Make it so that people can buy insurance through groups if they want to, like association health plans (NRA, Texas Aggie Alumni Association, BBB, NASB, whatever), and buy across state lines to find better deals. If the government is going to do anything, specify a method of comparison of benefits and costs that all insurance plans have to meet, publish it on the Internet and put printed copies in every post office and library for people who don't have internet access.

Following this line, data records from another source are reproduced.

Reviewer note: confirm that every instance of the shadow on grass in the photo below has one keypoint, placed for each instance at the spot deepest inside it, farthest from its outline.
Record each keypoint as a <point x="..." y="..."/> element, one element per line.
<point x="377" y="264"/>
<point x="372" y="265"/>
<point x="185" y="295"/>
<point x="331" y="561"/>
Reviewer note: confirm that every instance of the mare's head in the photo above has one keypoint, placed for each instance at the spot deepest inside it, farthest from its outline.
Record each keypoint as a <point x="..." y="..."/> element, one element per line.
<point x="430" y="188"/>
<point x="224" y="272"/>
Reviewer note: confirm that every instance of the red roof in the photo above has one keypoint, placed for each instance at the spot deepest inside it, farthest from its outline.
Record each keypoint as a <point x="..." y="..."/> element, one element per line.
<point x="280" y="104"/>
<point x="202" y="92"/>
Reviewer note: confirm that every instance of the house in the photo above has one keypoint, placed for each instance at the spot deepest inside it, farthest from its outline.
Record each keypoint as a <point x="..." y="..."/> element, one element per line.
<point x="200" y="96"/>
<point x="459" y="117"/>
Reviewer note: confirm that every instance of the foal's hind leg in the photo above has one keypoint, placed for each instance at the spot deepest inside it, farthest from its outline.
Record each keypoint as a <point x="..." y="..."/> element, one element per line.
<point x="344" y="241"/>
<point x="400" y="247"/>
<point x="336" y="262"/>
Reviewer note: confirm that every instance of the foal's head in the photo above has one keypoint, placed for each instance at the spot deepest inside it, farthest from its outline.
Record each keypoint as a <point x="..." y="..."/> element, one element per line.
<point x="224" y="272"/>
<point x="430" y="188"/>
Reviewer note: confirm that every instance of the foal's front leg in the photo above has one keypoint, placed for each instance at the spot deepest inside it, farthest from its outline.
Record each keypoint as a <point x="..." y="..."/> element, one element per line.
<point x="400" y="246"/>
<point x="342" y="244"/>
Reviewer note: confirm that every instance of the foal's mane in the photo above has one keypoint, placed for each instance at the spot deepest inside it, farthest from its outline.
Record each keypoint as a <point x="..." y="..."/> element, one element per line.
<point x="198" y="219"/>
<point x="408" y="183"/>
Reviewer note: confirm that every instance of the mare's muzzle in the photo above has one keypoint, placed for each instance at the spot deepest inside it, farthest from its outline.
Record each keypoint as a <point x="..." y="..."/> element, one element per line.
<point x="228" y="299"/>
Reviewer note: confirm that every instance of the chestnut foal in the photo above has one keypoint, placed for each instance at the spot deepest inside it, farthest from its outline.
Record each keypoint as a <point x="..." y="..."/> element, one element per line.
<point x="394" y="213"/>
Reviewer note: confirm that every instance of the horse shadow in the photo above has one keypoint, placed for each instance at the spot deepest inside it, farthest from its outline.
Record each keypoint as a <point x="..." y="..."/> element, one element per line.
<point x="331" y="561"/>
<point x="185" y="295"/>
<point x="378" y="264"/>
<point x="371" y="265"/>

The 85% of people who have health insurance will still have their health insurance, and you'll get the people in the 15% uninsured who need and want health insurance. The government can use its existing infrastructure (IRS) to get the money to people, at no additional cost other than a modification of the 1040 form. The government doesn't have to collect any more information than it has right now, on anyone. The government doesn't need to create a whole new fiscal risk to the budget, either.